As set forth above, the undisputed facts do not support that Floden was constructively discharged. Further, Floden's deposition testimony contradicts any claim that she requested an accommodation, aside from the FMLA leave which was granted.
Q: Next I wanted to ask you about accommodations. This I'm a little unclear about. Do you ever feel that you had requested some sort of accommodation from Central Campus or Mr. McClanahan or the school district for your asthma or acid reflux?

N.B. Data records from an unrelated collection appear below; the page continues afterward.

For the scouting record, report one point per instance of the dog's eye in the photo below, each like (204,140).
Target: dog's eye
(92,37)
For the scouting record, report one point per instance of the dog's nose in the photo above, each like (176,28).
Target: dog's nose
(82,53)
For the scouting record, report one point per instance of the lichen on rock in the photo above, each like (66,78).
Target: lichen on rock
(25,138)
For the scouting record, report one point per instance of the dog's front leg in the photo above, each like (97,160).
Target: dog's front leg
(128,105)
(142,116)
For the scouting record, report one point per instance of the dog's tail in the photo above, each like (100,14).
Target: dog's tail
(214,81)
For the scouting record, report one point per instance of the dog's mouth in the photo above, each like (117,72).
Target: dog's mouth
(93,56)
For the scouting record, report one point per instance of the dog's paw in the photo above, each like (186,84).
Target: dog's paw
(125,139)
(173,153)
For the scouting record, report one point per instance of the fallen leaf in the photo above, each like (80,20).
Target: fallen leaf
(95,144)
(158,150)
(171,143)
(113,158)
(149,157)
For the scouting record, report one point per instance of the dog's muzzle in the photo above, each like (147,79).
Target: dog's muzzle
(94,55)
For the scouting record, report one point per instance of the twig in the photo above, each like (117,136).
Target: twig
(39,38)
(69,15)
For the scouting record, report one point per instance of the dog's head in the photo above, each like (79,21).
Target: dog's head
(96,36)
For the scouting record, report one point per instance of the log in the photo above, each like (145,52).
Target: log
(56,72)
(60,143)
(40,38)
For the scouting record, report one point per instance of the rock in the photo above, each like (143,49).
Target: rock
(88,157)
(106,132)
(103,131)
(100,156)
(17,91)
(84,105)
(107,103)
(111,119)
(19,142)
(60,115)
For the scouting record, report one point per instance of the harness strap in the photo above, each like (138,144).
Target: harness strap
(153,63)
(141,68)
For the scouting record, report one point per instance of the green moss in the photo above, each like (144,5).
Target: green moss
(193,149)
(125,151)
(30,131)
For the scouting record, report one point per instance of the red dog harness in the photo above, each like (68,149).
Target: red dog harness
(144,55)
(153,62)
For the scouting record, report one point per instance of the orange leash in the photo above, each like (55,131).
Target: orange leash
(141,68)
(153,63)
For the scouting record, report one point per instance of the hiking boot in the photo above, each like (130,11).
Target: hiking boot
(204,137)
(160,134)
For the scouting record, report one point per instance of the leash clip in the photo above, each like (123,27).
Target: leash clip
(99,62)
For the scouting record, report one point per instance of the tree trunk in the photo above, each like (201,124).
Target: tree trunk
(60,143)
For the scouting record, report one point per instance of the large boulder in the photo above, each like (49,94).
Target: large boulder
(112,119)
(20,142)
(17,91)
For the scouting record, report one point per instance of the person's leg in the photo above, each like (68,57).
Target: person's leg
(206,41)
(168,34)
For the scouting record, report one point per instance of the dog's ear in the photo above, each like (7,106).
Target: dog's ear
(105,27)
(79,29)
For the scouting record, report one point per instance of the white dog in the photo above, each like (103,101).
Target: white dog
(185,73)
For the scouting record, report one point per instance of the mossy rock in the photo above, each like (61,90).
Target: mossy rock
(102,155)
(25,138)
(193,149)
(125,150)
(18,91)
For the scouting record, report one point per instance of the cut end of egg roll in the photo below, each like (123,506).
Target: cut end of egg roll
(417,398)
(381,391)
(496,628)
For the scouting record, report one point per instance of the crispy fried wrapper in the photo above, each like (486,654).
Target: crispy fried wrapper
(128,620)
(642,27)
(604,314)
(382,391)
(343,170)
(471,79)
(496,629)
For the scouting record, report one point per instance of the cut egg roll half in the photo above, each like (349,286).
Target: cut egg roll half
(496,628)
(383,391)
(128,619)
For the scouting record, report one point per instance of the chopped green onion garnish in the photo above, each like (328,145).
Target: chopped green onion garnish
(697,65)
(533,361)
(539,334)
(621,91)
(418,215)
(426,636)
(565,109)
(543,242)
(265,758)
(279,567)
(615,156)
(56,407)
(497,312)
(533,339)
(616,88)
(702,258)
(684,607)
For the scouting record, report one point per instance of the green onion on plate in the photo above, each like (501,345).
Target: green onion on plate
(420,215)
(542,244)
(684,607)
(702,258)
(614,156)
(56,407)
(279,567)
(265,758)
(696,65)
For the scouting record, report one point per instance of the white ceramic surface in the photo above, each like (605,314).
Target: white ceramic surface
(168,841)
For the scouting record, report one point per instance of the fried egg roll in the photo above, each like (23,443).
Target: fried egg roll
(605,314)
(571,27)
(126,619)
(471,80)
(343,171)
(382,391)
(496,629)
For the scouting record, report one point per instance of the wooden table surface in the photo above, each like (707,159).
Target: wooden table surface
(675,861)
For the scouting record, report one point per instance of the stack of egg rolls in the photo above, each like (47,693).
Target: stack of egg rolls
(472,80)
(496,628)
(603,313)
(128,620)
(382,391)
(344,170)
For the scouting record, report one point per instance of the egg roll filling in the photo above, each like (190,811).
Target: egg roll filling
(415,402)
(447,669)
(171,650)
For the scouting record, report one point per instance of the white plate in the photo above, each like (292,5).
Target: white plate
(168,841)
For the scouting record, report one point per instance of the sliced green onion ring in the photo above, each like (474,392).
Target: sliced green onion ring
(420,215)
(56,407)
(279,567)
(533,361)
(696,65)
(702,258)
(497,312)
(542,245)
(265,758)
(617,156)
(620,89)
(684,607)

A: I don't — I guess I don't know what you mean?
Q: By accommodation?
A: Yeah.
Q: Okay. Did you ever ask anyone at the school district for anything that could have helped you do your job better because of problems you were having with asthma or acid reflux?
A: No.
Q: So your — your complaints with the school district in this lawsuit, they're not about asking for something that would have helped you do your job better and them not giving it to you?
A: No.
See Flooden Deposition, pp. 85-86.
Defendant's motion for summary judgment on Floden's ADA retaliation claim are granted.
FMLA
In Count III of her complaint, Floden alleges that the defendant violated the FLMA by refusing to provide her with 12 weeks of leave and then retain her in her original or substantially equivalent position. Defendant argues that summary judgment should enter on Floden's FMLA claim because she sustained no adverse employment action.
To establish a prima facie case of retaliation under the FMLA, Floden must show that she exercised rights afforded by the Act, that she suffered an adverse employment action, and that there was a causal connection between her exercise of rights and the adverse employment action." McBurney v. Stew Hansen's Dodge City, Inc., 398 F.3d 998, 1003 (8th Cir. 2005).
As previously decided, the evidence does not support Floden's constructive discharge claim. Thus, she suffered no adverse employment action. Moreover, Floden does not dispute that she was given all of the time off she was entitled to under the FMLA. Floden's claim for FMLA retaliation must fail, as a matter of law.
Upon the foregoing,
IT IS ORDERED that the defendant's motion for summary judgment is granted. [dkt. 22] The clerk shall enter judgment in favor of defendant, dismissing this case with prejudice.